Detection of rplS in complex samples can be challenging due to its relatively small size and potential similarities with other ribosomal proteins:
Antibody development and validation:
Generate antibodies against unique epitopes in C. violaceum rplS
Validate specificity using western blot of ribosomal fractions
Consider peptide-specific antibodies for improved selectivity
Mass spectrometry approaches:
Develop targeted MS/MS methods for specific rplS peptides
Use heavy-labeled standards for absolute quantification
Implement ribosome enrichment prior to MS analysis
Fluorescent tagging strategies:
Small fluorescent tags (e.g., FlAsH) with minimal functional interference
Split-GFP complementation for in vivo localization
FRET-based approaches for interaction studies
For each detection method, researchers should establish detection limits and dynamic range through systematic calibration experiments with purified standards.

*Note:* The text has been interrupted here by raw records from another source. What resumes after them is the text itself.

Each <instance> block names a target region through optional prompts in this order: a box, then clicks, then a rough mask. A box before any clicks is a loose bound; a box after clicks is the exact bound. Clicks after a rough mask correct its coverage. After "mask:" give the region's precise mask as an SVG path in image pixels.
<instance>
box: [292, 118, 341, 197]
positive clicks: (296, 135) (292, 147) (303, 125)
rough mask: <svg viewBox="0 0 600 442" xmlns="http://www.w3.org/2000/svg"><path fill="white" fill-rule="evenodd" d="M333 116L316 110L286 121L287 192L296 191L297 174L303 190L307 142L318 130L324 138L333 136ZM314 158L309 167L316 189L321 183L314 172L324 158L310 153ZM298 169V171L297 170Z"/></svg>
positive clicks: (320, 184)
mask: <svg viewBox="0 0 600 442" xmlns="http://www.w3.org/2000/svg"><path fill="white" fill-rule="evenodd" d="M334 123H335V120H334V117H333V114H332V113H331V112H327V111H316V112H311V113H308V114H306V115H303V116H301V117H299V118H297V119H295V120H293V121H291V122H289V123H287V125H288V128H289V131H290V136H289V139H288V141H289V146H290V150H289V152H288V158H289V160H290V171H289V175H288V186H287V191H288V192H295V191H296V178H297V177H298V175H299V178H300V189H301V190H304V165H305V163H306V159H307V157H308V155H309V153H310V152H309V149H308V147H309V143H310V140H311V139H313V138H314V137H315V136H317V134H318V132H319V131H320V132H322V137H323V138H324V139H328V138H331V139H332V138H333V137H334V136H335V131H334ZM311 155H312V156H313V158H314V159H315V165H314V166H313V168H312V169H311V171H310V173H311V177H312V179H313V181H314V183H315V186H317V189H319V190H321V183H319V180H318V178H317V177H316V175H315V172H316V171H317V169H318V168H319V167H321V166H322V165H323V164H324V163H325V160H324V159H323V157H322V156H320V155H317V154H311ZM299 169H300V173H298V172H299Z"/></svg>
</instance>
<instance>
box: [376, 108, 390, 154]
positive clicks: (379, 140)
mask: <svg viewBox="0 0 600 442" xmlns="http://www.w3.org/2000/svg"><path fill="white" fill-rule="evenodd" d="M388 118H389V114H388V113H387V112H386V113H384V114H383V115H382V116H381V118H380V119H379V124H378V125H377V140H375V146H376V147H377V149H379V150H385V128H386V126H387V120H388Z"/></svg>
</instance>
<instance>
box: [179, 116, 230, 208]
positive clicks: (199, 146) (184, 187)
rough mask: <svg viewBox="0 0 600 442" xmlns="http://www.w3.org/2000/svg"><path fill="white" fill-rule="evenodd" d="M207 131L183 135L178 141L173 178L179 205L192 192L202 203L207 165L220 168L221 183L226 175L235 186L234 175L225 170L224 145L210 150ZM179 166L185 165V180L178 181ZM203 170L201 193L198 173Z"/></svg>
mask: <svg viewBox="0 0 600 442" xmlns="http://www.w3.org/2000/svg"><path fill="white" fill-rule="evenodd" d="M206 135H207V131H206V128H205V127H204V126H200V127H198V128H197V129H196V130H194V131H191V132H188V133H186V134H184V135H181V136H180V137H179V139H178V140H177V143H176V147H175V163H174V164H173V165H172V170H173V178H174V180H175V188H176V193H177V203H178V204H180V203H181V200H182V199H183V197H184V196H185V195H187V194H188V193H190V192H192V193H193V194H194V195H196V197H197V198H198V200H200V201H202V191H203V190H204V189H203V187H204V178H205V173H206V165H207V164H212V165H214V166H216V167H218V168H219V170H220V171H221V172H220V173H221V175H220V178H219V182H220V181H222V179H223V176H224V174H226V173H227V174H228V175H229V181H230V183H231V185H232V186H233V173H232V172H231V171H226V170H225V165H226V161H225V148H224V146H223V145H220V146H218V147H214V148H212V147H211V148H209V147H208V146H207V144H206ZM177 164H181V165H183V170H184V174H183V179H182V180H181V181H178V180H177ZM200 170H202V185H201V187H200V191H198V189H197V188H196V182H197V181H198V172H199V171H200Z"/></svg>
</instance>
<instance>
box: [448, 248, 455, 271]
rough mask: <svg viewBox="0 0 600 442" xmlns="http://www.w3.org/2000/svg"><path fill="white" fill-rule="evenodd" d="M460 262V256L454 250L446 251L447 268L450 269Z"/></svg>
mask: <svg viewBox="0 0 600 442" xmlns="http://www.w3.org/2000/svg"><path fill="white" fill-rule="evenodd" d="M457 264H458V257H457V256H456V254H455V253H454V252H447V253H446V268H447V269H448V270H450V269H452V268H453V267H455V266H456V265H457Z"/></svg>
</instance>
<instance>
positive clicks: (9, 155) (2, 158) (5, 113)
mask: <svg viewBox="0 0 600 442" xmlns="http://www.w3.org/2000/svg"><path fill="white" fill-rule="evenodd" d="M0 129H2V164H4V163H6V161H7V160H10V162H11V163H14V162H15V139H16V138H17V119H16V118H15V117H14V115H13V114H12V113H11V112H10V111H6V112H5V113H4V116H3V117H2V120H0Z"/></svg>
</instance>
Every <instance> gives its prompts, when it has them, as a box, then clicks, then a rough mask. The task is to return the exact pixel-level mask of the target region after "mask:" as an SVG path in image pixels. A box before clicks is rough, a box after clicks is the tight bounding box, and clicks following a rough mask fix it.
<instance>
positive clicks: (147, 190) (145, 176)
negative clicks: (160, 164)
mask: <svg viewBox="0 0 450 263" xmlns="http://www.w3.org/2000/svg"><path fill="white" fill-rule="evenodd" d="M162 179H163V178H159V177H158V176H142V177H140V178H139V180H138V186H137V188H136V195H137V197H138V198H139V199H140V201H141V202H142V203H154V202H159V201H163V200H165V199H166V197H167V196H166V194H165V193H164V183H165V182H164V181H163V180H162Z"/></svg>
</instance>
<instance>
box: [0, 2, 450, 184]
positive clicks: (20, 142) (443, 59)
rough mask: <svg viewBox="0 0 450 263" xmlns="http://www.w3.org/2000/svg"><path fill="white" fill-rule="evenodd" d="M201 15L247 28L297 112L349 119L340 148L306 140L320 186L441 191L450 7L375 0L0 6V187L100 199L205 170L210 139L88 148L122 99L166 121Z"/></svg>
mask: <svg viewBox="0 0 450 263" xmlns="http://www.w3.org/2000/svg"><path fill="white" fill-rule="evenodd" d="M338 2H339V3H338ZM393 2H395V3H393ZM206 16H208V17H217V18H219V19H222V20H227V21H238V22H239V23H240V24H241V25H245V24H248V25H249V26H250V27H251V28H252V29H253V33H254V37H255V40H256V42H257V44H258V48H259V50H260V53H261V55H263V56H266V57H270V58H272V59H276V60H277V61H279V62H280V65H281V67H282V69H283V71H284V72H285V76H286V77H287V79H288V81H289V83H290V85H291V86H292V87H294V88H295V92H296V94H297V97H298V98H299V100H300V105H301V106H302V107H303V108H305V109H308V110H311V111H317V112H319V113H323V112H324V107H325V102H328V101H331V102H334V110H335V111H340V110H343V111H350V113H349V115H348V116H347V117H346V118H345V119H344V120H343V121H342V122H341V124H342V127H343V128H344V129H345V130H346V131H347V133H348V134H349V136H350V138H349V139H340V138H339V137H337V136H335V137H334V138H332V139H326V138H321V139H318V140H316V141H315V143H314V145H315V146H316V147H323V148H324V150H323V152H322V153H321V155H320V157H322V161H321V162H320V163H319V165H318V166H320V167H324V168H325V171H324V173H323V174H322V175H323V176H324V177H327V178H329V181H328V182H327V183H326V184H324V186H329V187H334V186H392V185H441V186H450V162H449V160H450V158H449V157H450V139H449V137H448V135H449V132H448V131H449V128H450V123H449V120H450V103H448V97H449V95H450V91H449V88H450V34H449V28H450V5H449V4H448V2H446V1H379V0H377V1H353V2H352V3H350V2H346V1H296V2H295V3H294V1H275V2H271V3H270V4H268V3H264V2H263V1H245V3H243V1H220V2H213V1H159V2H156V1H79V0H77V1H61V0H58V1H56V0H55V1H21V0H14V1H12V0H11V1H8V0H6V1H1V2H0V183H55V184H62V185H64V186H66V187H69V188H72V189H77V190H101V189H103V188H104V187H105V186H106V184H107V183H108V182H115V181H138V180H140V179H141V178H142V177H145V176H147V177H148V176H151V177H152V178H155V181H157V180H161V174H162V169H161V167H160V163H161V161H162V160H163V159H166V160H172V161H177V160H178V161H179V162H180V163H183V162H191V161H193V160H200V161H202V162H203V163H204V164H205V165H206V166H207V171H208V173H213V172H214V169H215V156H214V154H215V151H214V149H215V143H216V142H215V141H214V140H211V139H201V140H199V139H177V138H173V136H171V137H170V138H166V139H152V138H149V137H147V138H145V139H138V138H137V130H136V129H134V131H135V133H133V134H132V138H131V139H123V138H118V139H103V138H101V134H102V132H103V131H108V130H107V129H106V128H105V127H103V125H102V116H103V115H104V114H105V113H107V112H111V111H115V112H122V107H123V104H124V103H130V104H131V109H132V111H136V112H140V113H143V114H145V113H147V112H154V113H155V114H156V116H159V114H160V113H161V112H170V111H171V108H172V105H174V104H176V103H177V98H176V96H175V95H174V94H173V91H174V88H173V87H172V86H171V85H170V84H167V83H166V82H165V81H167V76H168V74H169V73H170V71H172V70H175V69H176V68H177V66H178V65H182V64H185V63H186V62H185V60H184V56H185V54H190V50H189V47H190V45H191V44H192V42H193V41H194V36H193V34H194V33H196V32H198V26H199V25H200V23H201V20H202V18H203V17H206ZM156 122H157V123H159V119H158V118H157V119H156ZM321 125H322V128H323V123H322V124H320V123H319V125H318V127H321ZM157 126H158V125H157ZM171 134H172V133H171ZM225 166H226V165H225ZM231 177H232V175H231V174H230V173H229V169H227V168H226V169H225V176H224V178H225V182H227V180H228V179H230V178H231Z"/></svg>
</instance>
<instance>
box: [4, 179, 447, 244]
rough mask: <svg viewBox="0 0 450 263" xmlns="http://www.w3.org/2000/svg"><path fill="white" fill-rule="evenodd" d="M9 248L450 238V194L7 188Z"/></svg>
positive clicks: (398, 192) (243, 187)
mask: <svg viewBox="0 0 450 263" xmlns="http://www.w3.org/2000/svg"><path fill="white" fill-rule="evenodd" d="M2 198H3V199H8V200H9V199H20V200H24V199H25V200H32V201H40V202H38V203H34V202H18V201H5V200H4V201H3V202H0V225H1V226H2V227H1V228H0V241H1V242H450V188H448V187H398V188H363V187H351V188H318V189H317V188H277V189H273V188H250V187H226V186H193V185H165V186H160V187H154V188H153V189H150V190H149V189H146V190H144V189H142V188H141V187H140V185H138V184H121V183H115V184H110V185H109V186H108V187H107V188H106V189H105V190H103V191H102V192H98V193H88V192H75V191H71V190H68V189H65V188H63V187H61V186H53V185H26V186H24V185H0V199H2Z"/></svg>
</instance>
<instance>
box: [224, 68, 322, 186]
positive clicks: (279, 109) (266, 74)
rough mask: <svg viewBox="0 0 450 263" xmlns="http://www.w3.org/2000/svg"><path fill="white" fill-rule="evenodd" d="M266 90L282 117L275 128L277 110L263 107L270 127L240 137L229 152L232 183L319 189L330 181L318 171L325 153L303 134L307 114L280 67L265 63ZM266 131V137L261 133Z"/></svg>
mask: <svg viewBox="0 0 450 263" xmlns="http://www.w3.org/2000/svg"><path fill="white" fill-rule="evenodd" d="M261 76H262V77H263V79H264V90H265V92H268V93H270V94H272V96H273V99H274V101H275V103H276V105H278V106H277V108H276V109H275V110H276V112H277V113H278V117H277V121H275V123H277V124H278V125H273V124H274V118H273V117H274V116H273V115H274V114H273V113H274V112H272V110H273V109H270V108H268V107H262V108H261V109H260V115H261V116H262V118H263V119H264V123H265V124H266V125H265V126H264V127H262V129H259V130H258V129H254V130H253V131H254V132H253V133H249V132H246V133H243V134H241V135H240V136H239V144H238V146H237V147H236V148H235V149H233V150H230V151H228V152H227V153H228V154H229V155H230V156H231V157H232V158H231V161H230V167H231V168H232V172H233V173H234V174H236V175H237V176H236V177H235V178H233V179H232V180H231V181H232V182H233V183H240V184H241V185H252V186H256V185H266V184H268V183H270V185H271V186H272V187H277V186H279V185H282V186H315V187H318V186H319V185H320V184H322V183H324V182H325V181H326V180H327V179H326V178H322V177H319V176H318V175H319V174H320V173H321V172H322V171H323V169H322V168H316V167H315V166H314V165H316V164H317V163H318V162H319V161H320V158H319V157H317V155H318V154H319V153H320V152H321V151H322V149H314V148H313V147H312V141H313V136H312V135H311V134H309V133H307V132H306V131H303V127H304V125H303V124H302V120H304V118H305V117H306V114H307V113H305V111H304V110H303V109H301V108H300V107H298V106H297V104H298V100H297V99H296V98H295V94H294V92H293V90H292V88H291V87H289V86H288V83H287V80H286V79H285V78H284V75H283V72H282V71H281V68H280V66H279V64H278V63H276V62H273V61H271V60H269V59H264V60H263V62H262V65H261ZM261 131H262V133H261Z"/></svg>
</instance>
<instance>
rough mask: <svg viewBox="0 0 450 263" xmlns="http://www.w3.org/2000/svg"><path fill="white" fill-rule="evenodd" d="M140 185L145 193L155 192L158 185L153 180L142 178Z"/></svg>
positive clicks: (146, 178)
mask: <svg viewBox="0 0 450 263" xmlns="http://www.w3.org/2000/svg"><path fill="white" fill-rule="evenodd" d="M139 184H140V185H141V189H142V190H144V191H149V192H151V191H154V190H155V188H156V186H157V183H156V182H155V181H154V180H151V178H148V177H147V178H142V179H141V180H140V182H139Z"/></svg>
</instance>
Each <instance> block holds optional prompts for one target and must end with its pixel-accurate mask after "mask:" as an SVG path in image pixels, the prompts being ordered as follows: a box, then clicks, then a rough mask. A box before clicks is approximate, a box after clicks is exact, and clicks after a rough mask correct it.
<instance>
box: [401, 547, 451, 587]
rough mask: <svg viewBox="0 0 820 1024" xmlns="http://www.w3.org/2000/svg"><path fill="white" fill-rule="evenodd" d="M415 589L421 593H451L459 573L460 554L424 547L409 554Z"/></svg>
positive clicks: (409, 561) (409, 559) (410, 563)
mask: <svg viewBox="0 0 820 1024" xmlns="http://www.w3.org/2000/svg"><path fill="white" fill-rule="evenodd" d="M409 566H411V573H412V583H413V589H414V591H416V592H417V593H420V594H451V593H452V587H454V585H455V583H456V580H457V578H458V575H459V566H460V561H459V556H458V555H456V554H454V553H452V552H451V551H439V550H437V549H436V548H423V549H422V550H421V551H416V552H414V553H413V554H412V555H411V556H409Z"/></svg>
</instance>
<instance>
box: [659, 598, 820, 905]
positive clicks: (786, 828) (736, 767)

When faced with contradictory results concerning rplS structure, function, or interactions, researchers should:
Systematic methodology comparison:
Evaluate differences in experimental conditions
Assess reagent quality and specificity
Consider strain-specific variations
Biological context considerations:
Growth conditions affecting rplS expression or modification
Developmental stage or growth phase variations
Stress conditions that might alter ribosomal composition
Validation through orthogonal techniques:
Confirm results using fundamentally different methodologies
Collaborate with specialists for technical validation
Consider in vivo confirmation of in vitro findings
The resolution of conflicting data should follow the scientific method, with clearly stated hypotheses for the contradictions and experimental designs specifically tailored to test these hypotheses .
Chromobacterium violaceum has emerged as an important model of an environmental opportunistic pathogen with high virulence in human infections . Research on rplS could contribute to understanding:
Translational regulation during host invasion
Ribosomal adaptation to environmental stress conditions
Evolution of core cellular functions in environmental pathogens
The study of how translation machinery components like rplS function in C. violaceum could reveal mechanisms by which environmental bacteria maintain pathogenic potential despite primarily non-host associated lifestyles. This aligns with the hypothesis that inflammasomes evolved as defense against environmental bacteria with virulence traits that did not specifically evolve for vertebrate hosts .
Detailed structural information about C. violaceum rplS could enable:
Structure-based design of specific inhibitors targeting C. violaceum translation
Comparative structural biology across bacterial ribosomal proteins
Understanding of species-specific ribosomal assembly pathways
Structural studies should implement multiple complementary approaches, including X-ray crystallography, NMR for dynamic regions, and cryo-EM for capturing rplS in its native ribosomal context. These studies would benefit from systematic experimental design approaches to optimize crystallization or sample preparation conditions .
To advance understanding of C. violaceum ribosomal biology, researchers should:
Deposit complete datasets in public repositories
Standardize experimental protocols for cross-laboratory comparison
Develop community resources such as antibodies or expression constructs
Establish collaborations combining expertise in ribosome biology and C. violaceum pathogenesis
This collaborative approach will accelerate progress in understanding both fundamental ribosomal biology and the unique adaptations in environmentally-derived opportunistic pathogens like C. violaceum.